二人はひとりでいることを不思議に思い近づいた。
「どうしたんですか?」
レギュラスの問いかけに一瞬泣き止み、二人の方をちらっと見たものの女の子はまた泣き出してしまった。
シリウスとレギュラスは顔を見合わせた。
「名前はなんていうんですか?」
「ナマエ・ミョウジ」
「親はどうしたんだ?」
「…いないの」
しゃくりあげながら話す言葉を聞き取り、二人は質問責めにした。
その結果、ナマエはどうやら魔女で身に付けいる衣類などから日本の由緒ある名家のでらしいのだ。

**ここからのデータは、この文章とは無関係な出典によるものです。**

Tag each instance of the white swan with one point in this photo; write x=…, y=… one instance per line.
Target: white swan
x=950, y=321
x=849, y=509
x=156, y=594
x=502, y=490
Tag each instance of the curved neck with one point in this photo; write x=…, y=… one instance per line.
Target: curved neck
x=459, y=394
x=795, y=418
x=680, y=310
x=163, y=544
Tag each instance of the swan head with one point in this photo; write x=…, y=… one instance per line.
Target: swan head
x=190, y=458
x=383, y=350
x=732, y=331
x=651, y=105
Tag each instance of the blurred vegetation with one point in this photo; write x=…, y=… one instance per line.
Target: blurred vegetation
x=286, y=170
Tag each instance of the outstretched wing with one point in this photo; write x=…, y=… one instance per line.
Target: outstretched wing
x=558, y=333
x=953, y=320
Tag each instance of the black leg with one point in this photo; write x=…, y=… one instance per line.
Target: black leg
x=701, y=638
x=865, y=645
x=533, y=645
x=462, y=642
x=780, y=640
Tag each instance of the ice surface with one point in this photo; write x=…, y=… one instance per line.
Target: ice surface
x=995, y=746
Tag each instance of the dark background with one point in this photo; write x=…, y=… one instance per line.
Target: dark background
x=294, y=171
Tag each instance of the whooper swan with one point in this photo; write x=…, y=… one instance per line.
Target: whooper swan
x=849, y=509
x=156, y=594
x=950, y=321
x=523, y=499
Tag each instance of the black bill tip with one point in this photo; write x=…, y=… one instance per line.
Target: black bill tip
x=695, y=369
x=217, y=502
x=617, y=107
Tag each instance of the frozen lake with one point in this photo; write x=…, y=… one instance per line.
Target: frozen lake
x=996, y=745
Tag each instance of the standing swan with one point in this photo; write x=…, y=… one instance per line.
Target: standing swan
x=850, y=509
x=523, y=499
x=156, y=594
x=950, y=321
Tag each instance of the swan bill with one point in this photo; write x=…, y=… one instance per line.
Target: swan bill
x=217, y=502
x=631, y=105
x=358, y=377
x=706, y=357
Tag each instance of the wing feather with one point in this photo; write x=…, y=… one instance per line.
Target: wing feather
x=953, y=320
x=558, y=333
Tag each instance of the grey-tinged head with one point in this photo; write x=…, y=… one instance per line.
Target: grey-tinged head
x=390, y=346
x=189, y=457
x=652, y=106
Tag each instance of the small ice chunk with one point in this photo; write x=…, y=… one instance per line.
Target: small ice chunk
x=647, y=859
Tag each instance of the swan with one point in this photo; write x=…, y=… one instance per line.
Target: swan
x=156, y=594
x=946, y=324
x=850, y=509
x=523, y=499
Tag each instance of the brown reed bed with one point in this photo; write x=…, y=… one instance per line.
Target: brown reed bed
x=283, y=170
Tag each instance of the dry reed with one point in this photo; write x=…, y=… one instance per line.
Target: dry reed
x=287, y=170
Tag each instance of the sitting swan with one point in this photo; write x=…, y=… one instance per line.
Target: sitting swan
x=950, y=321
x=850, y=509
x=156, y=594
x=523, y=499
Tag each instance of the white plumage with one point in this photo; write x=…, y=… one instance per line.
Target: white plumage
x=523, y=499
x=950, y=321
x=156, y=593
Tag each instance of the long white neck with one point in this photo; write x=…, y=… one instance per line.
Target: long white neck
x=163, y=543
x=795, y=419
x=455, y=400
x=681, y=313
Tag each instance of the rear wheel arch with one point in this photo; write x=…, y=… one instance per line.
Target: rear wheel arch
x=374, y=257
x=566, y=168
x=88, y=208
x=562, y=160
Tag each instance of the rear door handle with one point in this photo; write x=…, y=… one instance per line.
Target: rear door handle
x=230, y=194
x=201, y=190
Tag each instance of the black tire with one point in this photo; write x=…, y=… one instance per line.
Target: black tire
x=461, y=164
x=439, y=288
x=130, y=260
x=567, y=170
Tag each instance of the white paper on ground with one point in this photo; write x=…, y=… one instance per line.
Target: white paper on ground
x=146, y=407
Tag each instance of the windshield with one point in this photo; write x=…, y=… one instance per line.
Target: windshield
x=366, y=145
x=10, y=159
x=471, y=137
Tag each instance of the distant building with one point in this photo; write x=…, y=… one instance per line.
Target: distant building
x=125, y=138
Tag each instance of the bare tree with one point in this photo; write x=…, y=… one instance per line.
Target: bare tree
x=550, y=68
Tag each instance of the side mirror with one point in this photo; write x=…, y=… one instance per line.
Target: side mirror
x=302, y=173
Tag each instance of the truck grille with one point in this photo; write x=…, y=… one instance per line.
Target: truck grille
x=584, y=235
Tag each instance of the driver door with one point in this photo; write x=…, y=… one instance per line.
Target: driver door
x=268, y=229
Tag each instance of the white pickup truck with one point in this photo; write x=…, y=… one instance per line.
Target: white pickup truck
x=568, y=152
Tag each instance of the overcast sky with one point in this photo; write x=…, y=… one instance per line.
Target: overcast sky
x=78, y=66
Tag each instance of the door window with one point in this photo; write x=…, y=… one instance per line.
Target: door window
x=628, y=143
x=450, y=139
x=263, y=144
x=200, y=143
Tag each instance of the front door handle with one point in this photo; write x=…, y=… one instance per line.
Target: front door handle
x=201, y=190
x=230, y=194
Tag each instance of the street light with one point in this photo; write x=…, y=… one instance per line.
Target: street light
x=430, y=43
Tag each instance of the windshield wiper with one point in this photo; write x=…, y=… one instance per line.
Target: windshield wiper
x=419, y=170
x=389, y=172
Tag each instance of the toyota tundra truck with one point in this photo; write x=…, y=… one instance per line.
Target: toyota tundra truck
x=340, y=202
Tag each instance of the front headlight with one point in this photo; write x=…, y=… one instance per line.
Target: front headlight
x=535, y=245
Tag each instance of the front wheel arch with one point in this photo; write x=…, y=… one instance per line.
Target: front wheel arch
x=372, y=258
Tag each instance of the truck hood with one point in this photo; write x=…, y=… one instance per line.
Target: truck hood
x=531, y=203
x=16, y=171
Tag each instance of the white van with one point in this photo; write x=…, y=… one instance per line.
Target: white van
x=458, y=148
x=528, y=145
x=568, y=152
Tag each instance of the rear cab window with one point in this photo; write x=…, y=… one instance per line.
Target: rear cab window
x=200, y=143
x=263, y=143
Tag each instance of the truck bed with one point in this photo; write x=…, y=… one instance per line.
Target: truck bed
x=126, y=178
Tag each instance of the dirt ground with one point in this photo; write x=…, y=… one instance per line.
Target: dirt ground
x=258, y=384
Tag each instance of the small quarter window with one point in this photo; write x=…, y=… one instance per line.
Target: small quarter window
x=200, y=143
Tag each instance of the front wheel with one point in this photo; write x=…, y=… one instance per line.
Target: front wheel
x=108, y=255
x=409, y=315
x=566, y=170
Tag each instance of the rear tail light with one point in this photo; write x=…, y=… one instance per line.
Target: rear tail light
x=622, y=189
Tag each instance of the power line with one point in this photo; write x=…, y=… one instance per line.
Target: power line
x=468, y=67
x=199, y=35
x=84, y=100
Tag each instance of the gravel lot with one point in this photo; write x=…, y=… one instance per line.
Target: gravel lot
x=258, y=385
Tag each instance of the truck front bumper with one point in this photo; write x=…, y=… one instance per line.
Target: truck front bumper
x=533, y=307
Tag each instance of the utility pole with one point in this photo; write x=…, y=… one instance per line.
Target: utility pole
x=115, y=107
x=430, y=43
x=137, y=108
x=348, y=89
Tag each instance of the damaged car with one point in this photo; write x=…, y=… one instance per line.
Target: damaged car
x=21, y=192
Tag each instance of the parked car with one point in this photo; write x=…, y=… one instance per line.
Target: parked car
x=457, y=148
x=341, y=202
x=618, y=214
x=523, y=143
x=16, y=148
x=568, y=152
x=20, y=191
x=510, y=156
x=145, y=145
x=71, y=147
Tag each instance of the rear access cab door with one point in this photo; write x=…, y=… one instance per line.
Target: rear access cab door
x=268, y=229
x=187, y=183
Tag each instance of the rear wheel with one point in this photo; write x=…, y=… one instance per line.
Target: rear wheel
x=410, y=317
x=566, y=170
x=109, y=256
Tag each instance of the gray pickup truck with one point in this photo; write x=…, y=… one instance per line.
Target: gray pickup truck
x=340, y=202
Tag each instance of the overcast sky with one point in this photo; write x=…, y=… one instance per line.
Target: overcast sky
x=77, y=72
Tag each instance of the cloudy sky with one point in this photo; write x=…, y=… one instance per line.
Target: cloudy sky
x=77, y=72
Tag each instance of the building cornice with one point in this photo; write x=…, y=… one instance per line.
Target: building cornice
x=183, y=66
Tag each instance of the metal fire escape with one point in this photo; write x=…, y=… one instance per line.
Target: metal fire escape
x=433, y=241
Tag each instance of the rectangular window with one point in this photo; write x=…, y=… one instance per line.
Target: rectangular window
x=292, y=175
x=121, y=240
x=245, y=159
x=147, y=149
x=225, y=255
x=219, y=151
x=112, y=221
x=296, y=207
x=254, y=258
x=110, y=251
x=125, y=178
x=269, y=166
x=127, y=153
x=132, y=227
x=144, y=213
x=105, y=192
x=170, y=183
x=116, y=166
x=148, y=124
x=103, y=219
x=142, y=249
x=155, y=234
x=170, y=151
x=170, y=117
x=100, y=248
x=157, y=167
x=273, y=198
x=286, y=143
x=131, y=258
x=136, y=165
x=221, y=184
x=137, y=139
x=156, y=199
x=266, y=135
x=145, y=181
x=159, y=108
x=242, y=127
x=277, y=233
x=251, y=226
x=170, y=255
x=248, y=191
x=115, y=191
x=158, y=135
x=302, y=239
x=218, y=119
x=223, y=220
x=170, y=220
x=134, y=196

そして、日本から来た継母に置き去りにされたと話した。
二人は今もなおわんわんと泣くナマエを可哀想に思い、家に来るように進めた。
二人は強制的にナマエを家に招き入れ、両親に反対覚悟で打ち明けた。
しかし、予想とは裏腹に両親は保護者が受け取りにくるまでという条件を付けて受け入れ、父のオリオンに至っては「娘が出来た」と喜んだ。
純血の証拠があったのが良かったのだろうか、二人は安堵のため息をついた。
***
それから長い年月が過ぎ、ナマエの美しさは鰻登りの勢いだった。
ホグワーツに入学すると同い年のシリウスとは違うスリザリンで一層親から可愛がられた。
生徒たちからはいつも月を見つめていることから“かぐや姫”と名付けられ、持ち前の美しさと誰にでも優しいところから男女学年寮を問わず愛された。
「ナマエ姉さん、おはようございます」
「おはよう、レギュラス」
「よお、ナマエ。おい、またレギュラスと一緒かよ!」
そんな思いを寄せる中に義理の兄弟も含まれた。
「兄さんが遅いから悪いんですよ。どうせ、また愉快な仲間たちと連んでいたのでしょう」
「うるせぇ!そもそも寮が違うこと自体が不公平だ!」
「あなたが自分で選んだんでしょう」
日課の罵り合いで1日が始まり、1日が終わる。
こんな平和な日々がずっと続けばいいのに…ナマエは毎回真ん中に立ち喧嘩を止めながら思った。